Homegrown, homemade food is the best...but it also takes a lot if time. Thankfully we now have the time to prepare it. I miss being out with friends---and today would have been a storytelling day--but we can make the best of this gift of time, can't we?


Copyright Susanna Holstein. All rights reserved. No Republication or Redistribution Allowed without attribution to Susanna Holstein.



Monday, June 17, 2019

Garden Time

We have had rain and rain and rain and rain....talk about a wet spring.
My herb planters are thriving with all this rain.
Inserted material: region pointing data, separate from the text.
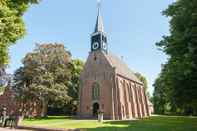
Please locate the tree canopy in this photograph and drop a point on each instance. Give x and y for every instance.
(12, 26)
(45, 75)
(176, 86)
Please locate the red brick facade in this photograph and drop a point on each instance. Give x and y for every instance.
(119, 98)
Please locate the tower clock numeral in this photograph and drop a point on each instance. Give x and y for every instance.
(104, 45)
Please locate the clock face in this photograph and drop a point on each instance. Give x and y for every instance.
(95, 45)
(104, 45)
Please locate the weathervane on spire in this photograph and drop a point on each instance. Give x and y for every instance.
(99, 4)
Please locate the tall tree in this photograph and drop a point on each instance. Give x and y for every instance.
(45, 75)
(12, 26)
(179, 76)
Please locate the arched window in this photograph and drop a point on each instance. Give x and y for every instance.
(95, 91)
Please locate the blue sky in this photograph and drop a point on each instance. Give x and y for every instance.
(133, 27)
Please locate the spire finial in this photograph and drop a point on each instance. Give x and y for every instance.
(99, 23)
(99, 4)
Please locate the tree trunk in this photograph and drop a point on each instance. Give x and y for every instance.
(44, 108)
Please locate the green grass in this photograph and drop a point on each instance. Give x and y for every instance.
(156, 123)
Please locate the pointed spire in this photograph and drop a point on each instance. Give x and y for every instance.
(99, 22)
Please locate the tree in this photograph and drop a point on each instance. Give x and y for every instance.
(179, 76)
(45, 75)
(12, 26)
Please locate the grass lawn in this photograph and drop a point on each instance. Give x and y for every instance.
(156, 123)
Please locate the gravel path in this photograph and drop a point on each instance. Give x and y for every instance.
(8, 129)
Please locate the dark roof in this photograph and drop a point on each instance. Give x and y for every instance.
(121, 67)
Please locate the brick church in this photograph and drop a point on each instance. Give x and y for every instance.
(108, 85)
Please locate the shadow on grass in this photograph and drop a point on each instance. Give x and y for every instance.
(151, 124)
(51, 118)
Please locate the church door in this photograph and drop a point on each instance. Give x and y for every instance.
(95, 109)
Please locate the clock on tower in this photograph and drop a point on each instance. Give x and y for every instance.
(99, 38)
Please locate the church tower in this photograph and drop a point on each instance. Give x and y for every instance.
(107, 85)
(98, 37)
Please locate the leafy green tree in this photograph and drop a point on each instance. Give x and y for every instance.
(45, 75)
(12, 26)
(179, 76)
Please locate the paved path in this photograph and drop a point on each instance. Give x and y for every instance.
(8, 129)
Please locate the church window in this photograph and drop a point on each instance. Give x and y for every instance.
(130, 93)
(95, 58)
(95, 91)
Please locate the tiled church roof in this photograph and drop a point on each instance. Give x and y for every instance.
(121, 67)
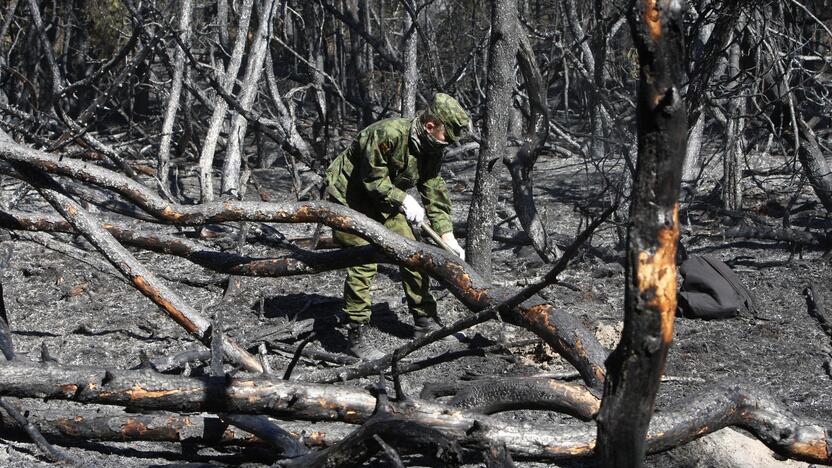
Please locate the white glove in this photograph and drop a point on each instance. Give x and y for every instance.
(449, 239)
(413, 211)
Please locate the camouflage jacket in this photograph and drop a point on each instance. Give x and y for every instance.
(383, 161)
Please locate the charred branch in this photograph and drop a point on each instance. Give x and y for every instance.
(637, 363)
(556, 327)
(727, 404)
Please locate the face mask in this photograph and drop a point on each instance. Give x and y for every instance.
(424, 140)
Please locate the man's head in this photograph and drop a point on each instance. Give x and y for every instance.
(445, 119)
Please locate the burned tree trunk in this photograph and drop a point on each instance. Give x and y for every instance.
(411, 69)
(635, 366)
(206, 158)
(501, 51)
(163, 167)
(248, 92)
(521, 163)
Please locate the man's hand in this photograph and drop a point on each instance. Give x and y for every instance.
(449, 239)
(413, 211)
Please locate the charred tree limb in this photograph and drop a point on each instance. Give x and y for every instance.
(521, 163)
(573, 341)
(637, 363)
(148, 390)
(60, 426)
(299, 262)
(269, 432)
(817, 309)
(489, 396)
(725, 404)
(141, 277)
(556, 327)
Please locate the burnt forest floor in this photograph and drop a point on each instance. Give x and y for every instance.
(85, 316)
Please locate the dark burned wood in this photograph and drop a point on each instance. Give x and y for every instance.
(15, 416)
(489, 396)
(148, 390)
(141, 277)
(521, 163)
(635, 367)
(784, 235)
(817, 309)
(560, 330)
(726, 404)
(359, 446)
(80, 424)
(297, 262)
(365, 368)
(267, 431)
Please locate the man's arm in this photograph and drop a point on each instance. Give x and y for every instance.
(436, 200)
(374, 169)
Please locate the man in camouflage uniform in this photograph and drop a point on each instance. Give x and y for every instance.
(372, 176)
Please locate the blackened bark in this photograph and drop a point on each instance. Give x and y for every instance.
(163, 167)
(559, 329)
(520, 164)
(481, 217)
(411, 70)
(635, 366)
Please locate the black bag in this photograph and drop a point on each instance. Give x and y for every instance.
(711, 290)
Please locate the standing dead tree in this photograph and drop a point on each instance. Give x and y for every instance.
(86, 115)
(637, 363)
(502, 47)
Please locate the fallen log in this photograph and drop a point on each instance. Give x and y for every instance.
(725, 404)
(85, 425)
(297, 262)
(140, 276)
(559, 329)
(489, 396)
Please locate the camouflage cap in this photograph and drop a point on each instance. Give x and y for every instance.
(447, 110)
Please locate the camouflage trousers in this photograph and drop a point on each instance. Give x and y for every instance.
(416, 283)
Plenty of high winds too, more than I can ever remember. I also do not remember so many trees falling, except during extreme events like the derecho a few years ago, or the random tornado that ripped through about 2 miles from us.
Catching rainwater is no problem these days! The deck seriously needs to be painted but there has been little opportunity between rain and travel.
The gardens are doing okay so far, but the constant rain is washing away soil nutrients. The squash is blooming but not setting fruit.We're going to have to fertilize, something we don't usually have to do as the manure and mulch we add are usually enough, with perhaps a little blood meal, wood ash and bone meal added.

The peas did nothing--too much rain and the place I planted them stayed too wet. So yesterday Larry pulled them out and planted water-loving cucumbers in their place.


The good news is that we are getting some fresh veggies despite the weather. Yesterday we harvested our first new potatoes, a cabbage, dill, and green onions. So dinner was a real treat--salmon with dill sauce, new cabbage and new potatoes, these last two simply boiled with butter and salt and pepper.

Since it was Father's Day, I made a cake too--chocolate layer cake with cream cheese icing and raspberry sauce made with our raspberry. It's been a year, I think, since I last made a cake like this, and it was delicious.

It was good to be in the kitchen cooking. The last week was one of those hit-and-miss weeks. I made meatloaf which lasted, as usual, for several meals, but my mind and heart were not in the kitchen because I had so many storytelling projects lined up for the week and my brain was just busy. This week I am working on next week's weeklong writing workshop, along with trying to get a few painting projects done. Cooking may be back-burnered again. We'll see.

Here's my recipe for the fresh dill sauce. I looked online but almost all the recipes I found used lots of garlic, sour cream and mayonnaise--which seems to me, besides being high calorie, would mask the flavor of the dill. So I opted for something simpler, and the dill flavor really shone through. It's really a basic white sauce.

1/2 stick butter, melted.
2 good-sized green onions, chopped small.
Saute' the onions in the melted butter.


Then add:
2 TBSP corn starch.
Cook, stirring constantly, until the mixture thickens.

Add slowly, stirring all the while:
1 cup of milk
Cook until thick, stirring occasionally. Bring to a boil and boil one minute.
(if it's too thick, add more milk, or water--I used water, to thin it down)


Stir in:
1/4-1/2 cup of finely chopped fresh dill.
salt and pepper to taste.

You may need to add more liquid as the sauce cools, if it thickens too much.